How about $A$ if $\text{adj}(A)$ is symmetric?

Question

If $\text{adj}(A)$ is a symmetric matrix with $A$ is $n, n$ real matrix, then is $A$ symmetric also?

(The inverse is true, which is well-known, i.e $A$ is symmetric then $\text{adj}(A)$ is symmetric also.)

Answer 1

$\text{adj}(\text{adj}(A))=\text{det}(A)^{n-2}A$

This is easy to prove for invertible matrices. It then follows from the converse you stated that A is also symmetric if it is invertible.

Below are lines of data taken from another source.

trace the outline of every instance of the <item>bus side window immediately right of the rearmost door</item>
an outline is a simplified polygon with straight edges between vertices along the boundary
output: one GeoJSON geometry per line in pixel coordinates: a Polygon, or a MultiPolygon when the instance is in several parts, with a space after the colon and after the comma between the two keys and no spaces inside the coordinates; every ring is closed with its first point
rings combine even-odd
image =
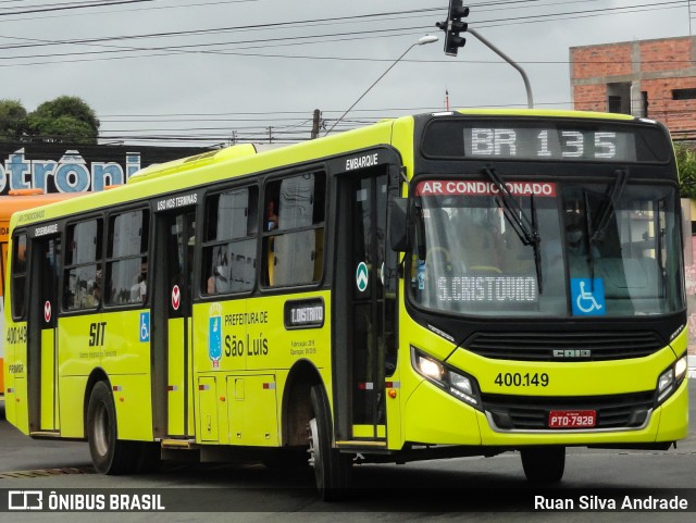
{"type": "Polygon", "coordinates": [[[67,311],[98,307],[101,301],[102,221],[67,227],[63,308],[67,311]]]}

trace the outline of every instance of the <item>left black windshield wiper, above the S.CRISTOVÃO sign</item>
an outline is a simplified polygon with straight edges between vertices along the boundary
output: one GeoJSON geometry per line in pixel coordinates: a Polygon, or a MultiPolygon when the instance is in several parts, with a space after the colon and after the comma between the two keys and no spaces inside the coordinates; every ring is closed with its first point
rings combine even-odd
{"type": "Polygon", "coordinates": [[[534,248],[536,281],[538,284],[539,294],[542,294],[542,250],[539,247],[542,238],[539,236],[538,223],[536,217],[534,195],[530,196],[530,210],[532,212],[532,220],[530,220],[514,199],[514,196],[512,196],[502,179],[500,179],[498,173],[496,173],[495,167],[487,165],[483,169],[483,173],[488,176],[488,178],[490,178],[490,182],[493,182],[497,187],[498,195],[496,196],[496,198],[498,199],[498,202],[502,208],[502,212],[506,219],[512,226],[512,229],[520,237],[520,241],[522,241],[522,245],[531,245],[534,248]]]}

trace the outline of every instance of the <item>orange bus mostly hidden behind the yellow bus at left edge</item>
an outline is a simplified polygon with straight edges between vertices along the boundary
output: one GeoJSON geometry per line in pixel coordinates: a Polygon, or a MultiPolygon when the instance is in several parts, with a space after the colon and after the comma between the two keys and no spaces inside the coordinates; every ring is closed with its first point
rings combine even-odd
{"type": "MultiPolygon", "coordinates": [[[[46,206],[52,201],[60,201],[75,196],[74,194],[54,192],[44,194],[41,189],[12,189],[7,196],[0,196],[0,333],[4,333],[4,266],[8,260],[8,234],[10,232],[10,216],[13,212],[46,206]]],[[[0,336],[0,399],[4,397],[4,337],[0,336]]]]}

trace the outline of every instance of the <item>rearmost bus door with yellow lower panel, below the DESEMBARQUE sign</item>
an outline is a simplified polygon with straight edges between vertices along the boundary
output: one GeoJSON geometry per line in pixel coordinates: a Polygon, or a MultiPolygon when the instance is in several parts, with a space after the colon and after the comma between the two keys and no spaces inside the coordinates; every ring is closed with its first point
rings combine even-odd
{"type": "Polygon", "coordinates": [[[29,431],[60,428],[58,412],[58,312],[61,272],[60,236],[32,240],[32,271],[38,279],[29,285],[27,325],[27,369],[29,387],[29,431]]]}

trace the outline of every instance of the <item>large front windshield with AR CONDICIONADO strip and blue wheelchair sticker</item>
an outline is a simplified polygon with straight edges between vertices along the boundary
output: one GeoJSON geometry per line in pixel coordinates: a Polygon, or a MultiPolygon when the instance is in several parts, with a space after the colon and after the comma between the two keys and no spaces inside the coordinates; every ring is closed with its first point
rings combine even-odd
{"type": "Polygon", "coordinates": [[[506,188],[507,202],[493,179],[418,183],[410,273],[418,306],[509,316],[684,308],[672,186],[632,183],[620,171],[608,182],[507,180],[506,188]]]}

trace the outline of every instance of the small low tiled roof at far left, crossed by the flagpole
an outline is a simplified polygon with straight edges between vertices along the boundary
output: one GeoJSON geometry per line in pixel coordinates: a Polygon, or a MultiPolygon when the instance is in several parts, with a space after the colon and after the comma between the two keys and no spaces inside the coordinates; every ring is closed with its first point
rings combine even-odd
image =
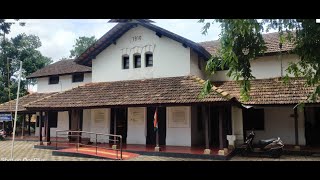
{"type": "MultiPolygon", "coordinates": [[[[19,98],[19,104],[18,104],[18,111],[23,112],[27,111],[23,106],[25,104],[28,104],[30,102],[39,100],[41,98],[44,98],[46,96],[50,96],[55,93],[33,93],[33,94],[28,94],[23,97],[19,98]]],[[[9,102],[0,104],[0,113],[6,113],[6,112],[14,112],[16,108],[16,100],[11,100],[9,102]]]]}

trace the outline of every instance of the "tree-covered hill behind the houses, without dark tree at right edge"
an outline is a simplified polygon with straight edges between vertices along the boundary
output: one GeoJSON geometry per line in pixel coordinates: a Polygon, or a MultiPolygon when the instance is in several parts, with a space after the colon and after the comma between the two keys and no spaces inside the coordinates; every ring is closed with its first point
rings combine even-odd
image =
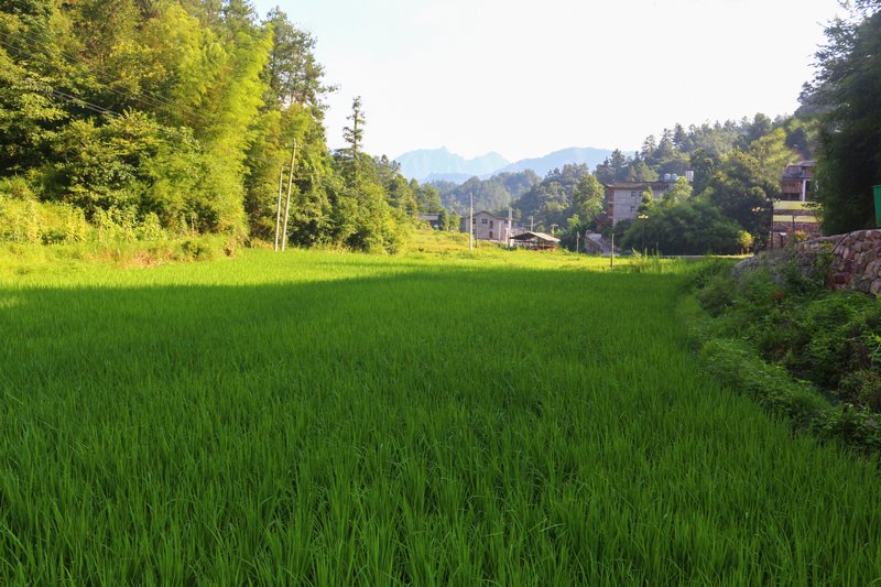
{"type": "Polygon", "coordinates": [[[665,174],[694,171],[671,197],[644,203],[645,225],[624,221],[616,232],[626,247],[639,248],[645,235],[671,253],[737,252],[744,243],[762,244],[771,227],[772,200],[780,197],[780,175],[787,163],[812,156],[816,123],[801,117],[765,115],[739,121],[674,124],[660,138],[649,135],[637,153],[611,152],[594,170],[565,164],[539,177],[531,171],[505,173],[464,184],[435,182],[445,206],[465,214],[469,196],[476,209],[505,214],[509,206],[524,226],[545,231],[606,230],[603,184],[654,182],[665,174]],[[651,209],[650,209],[651,208],[651,209]],[[687,238],[684,238],[686,235],[687,238]]]}

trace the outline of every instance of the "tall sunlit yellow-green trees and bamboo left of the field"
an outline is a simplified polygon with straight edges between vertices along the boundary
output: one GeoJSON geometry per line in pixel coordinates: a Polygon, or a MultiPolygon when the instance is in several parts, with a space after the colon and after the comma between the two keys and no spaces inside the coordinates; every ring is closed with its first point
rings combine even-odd
{"type": "Polygon", "coordinates": [[[360,99],[328,151],[314,46],[244,0],[4,3],[0,178],[26,189],[2,189],[0,215],[69,206],[93,226],[272,240],[296,145],[291,242],[394,249],[420,188],[361,152],[360,99]]]}

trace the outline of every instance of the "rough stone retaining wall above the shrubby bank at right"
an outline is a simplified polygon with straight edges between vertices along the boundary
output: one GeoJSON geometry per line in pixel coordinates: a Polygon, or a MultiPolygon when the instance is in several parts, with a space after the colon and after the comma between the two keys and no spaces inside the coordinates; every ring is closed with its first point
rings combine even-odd
{"type": "Polygon", "coordinates": [[[818,258],[829,253],[830,287],[881,294],[881,230],[822,237],[795,248],[798,265],[805,269],[816,267],[818,258]]]}

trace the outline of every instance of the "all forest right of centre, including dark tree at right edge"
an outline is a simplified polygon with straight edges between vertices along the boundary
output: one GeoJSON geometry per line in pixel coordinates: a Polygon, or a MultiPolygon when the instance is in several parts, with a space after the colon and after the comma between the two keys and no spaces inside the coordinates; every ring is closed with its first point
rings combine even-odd
{"type": "Polygon", "coordinates": [[[773,200],[781,196],[786,164],[816,159],[817,213],[827,233],[873,226],[871,186],[881,184],[881,2],[861,0],[849,17],[826,28],[816,76],[806,83],[793,116],[674,124],[649,135],[633,155],[616,150],[595,170],[569,164],[544,178],[532,172],[463,185],[433,183],[445,206],[505,214],[523,226],[554,230],[572,248],[575,233],[612,229],[603,222],[603,185],[654,182],[694,172],[661,202],[646,199],[640,216],[614,232],[626,248],[648,239],[672,253],[740,252],[765,244],[773,200]]]}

It is not true for non-invertible matrices, as other answers have indicated

Answer 2

No, this is not true. Take for example the matrix $$A = \begin{bmatrix} 0 & 0 & 0 \\ 1 & 0 & 0 \\ 0 & 0 & 0\end{bmatrix}$$ which has the property that ever minor's determinant (and thus every co-factor) is zero. (To see why this is, note that ever minor must have a zero row, since there are two zero rows in $A$ and you can't eliminate both when creating a minor).

Answer 3

$A$ is non-symmetric and $\operatorname{adj}(A)$ is symmetric if and only if $A$ is orthogonally similar to $\pmatrix{0&0\\ 0&B}$ for some non-symmetric matrix $B\in M_{n-1}(\mathbb R)$. (It follows that the answer to your question is negative and $A=0\oplus B$ is a counterexample when $B$ is non-symmetric.)

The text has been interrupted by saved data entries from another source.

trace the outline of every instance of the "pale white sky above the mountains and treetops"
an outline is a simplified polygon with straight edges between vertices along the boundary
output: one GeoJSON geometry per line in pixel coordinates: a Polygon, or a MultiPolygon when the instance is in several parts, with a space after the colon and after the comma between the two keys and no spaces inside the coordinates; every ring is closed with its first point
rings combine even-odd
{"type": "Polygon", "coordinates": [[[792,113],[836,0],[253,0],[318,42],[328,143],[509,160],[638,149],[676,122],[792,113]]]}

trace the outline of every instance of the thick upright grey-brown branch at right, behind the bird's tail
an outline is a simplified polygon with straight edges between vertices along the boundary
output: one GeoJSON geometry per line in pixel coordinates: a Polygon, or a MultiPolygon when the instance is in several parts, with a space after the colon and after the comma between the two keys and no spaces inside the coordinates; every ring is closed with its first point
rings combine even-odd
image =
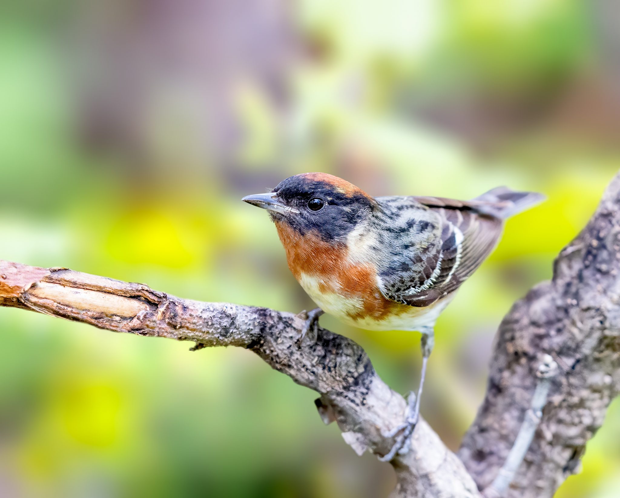
{"type": "Polygon", "coordinates": [[[479,486],[497,476],[528,411],[545,354],[559,365],[549,402],[505,496],[544,498],[578,471],[620,388],[620,175],[556,259],[551,282],[500,324],[486,397],[458,452],[479,486]]]}

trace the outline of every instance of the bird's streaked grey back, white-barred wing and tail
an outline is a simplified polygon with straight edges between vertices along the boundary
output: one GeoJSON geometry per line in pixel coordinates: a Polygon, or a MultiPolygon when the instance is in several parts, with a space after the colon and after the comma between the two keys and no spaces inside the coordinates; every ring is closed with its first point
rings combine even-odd
{"type": "Polygon", "coordinates": [[[400,251],[387,254],[380,265],[383,295],[392,301],[424,307],[456,290],[493,251],[502,234],[503,220],[539,203],[535,192],[514,192],[497,187],[469,201],[443,197],[377,198],[391,224],[420,227],[430,221],[432,230],[399,233],[400,251]]]}

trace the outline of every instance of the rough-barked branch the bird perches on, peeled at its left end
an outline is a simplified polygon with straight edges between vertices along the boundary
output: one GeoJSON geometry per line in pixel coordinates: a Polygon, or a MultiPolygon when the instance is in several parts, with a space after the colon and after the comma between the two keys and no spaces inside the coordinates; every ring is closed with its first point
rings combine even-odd
{"type": "MultiPolygon", "coordinates": [[[[345,441],[361,455],[385,455],[384,436],[404,420],[405,400],[376,374],[361,347],[319,329],[298,342],[303,320],[290,313],[228,303],[202,303],[68,269],[43,269],[0,260],[0,306],[31,309],[100,329],[140,336],[193,340],[193,349],[238,346],[275,370],[321,394],[325,423],[337,421],[345,441]]],[[[461,461],[420,420],[407,455],[392,460],[394,497],[479,497],[461,461]]]]}

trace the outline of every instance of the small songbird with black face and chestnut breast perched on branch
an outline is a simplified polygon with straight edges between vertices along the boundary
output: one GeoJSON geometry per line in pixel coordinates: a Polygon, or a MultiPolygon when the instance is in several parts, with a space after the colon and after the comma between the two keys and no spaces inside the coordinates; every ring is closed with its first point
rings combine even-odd
{"type": "Polygon", "coordinates": [[[382,460],[409,450],[439,314],[494,249],[503,221],[542,198],[506,187],[469,201],[371,197],[339,177],[305,173],[242,199],[269,211],[288,267],[319,305],[301,339],[323,313],[361,329],[422,333],[420,386],[382,460]]]}

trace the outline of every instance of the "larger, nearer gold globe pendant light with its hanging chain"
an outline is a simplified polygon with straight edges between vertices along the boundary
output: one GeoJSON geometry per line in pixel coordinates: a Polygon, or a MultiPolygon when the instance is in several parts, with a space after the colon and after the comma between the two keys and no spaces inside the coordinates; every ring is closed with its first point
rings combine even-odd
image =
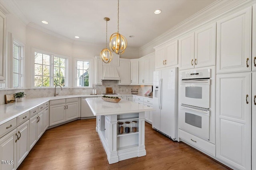
{"type": "Polygon", "coordinates": [[[109,46],[110,49],[117,55],[124,53],[127,47],[126,38],[119,33],[119,0],[118,0],[118,12],[117,12],[117,32],[110,36],[109,46]]]}

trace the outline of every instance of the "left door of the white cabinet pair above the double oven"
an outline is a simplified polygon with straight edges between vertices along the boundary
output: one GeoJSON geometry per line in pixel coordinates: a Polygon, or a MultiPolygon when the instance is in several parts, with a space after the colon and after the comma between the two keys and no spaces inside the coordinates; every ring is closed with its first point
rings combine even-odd
{"type": "Polygon", "coordinates": [[[194,33],[179,39],[179,58],[181,60],[180,70],[194,68],[194,33]]]}

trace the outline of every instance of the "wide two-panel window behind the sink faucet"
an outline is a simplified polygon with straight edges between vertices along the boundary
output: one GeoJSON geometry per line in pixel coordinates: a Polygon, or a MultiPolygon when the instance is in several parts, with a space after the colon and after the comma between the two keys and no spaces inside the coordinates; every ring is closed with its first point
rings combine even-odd
{"type": "Polygon", "coordinates": [[[66,86],[66,58],[37,51],[34,55],[35,87],[66,86]]]}

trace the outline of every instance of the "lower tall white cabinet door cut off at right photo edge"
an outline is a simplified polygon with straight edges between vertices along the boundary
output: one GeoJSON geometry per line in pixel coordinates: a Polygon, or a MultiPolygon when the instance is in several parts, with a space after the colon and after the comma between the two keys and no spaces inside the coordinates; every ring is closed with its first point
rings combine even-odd
{"type": "Polygon", "coordinates": [[[256,72],[252,72],[252,170],[256,169],[256,72]]]}

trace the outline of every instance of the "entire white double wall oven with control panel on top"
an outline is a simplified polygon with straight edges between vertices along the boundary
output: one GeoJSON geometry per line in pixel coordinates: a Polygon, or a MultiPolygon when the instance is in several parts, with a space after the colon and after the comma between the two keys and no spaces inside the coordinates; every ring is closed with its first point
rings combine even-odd
{"type": "Polygon", "coordinates": [[[210,139],[211,69],[180,73],[179,128],[210,139]]]}

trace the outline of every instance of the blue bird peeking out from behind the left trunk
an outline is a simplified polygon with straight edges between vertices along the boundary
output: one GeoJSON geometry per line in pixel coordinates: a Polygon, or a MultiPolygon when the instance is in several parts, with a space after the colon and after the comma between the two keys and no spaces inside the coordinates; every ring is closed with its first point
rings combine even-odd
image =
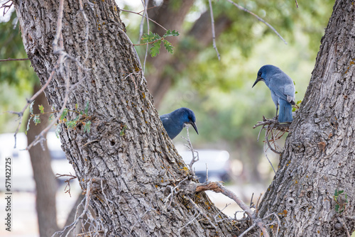
{"type": "Polygon", "coordinates": [[[182,131],[182,128],[184,128],[187,124],[191,124],[192,127],[195,128],[196,133],[199,133],[195,123],[196,117],[191,109],[177,109],[170,114],[163,114],[160,116],[160,120],[163,122],[163,126],[171,139],[178,136],[178,134],[182,131]]]}

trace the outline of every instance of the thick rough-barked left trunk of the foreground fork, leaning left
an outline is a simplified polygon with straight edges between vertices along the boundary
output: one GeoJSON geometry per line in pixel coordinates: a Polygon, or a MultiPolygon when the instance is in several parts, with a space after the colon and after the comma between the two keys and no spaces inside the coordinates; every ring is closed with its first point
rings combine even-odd
{"type": "MultiPolygon", "coordinates": [[[[58,28],[58,1],[24,0],[14,4],[26,52],[40,82],[45,84],[58,62],[52,47],[58,28]]],[[[146,82],[141,79],[138,58],[124,33],[119,9],[110,0],[95,1],[92,6],[84,2],[86,22],[79,4],[80,1],[64,1],[62,43],[65,52],[89,70],[84,71],[66,57],[45,94],[49,103],[60,109],[65,100],[65,81],[69,80],[71,90],[66,107],[73,111],[77,104],[84,111],[89,103],[84,122],[92,121],[91,131],[84,132],[83,123],[78,123],[75,129],[62,124],[60,138],[82,189],[94,182],[90,204],[98,217],[98,226],[91,234],[233,236],[238,233],[231,221],[213,226],[207,221],[207,216],[211,220],[214,216],[225,216],[219,214],[204,194],[181,192],[168,197],[170,187],[186,177],[187,167],[165,134],[146,82]]],[[[76,116],[70,112],[67,120],[76,116]]]]}

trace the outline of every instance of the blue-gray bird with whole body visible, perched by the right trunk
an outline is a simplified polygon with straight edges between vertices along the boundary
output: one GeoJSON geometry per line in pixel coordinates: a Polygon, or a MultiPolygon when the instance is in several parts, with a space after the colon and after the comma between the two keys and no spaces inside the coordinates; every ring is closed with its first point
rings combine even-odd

Suppose $\operatorname{adj}(A)$ is symmetric but $A$ is non-symmetric. Then $A$ is singular (otherwise $A^{-1}=\frac{1}{\det(A)}\operatorname{adj}(A)$ is symmetric and so is $A$) but nonzero (otherwise $A$ is symmetric). Hence the rank of $\operatorname{adj}(A)$ is at most $1$ and we may write $\operatorname{adj}(A)=auu^T$ for some nonzero scalar $a$ and some unit vector $u$. Since $a(Au)u^T=A\operatorname{adj}(A)=0=\operatorname{adj}(A)A=au(u^TA)$, we have $Au=0$ and $u^TA=0$. Pick any orthogonal matrix $Q$ whose first column is $u$. Then $Q^TAQ=\pmatrix{0&0\\ 0&B}$ for some matrix $B$. Since $A$ is non-symmetric, so must be $B$.

Conversely, suppose $Q^TAQ=\pmatrix{0&0\\ 0&B}$ for some orthogonal matrix $Q$ and non-symmetric matrix $B$. Then \begin{aligned} \pmatrix{\det(B)&0\\ 0&0} &=\operatorname{adj}\pmatrix{0&0\\ 0&B}\\ &=\operatorname{adj}(Q^TAQ)\\ &=\operatorname{adj}(Q)\operatorname{adj}(A)\operatorname{adj}(Q^T)\\ &=\left(\frac{1}{\det(Q)}Q^T\right)\operatorname{adj}(A)\left(\frac{1}{\det(Q^T)}Q\right)\\ &=Q^T\operatorname{adj}(A)Q. \end{aligned} Therefore $\operatorname{adj}(A)=Q\pmatrix{\det(B)&0\\ 0&0}Q^T$ is symmetric.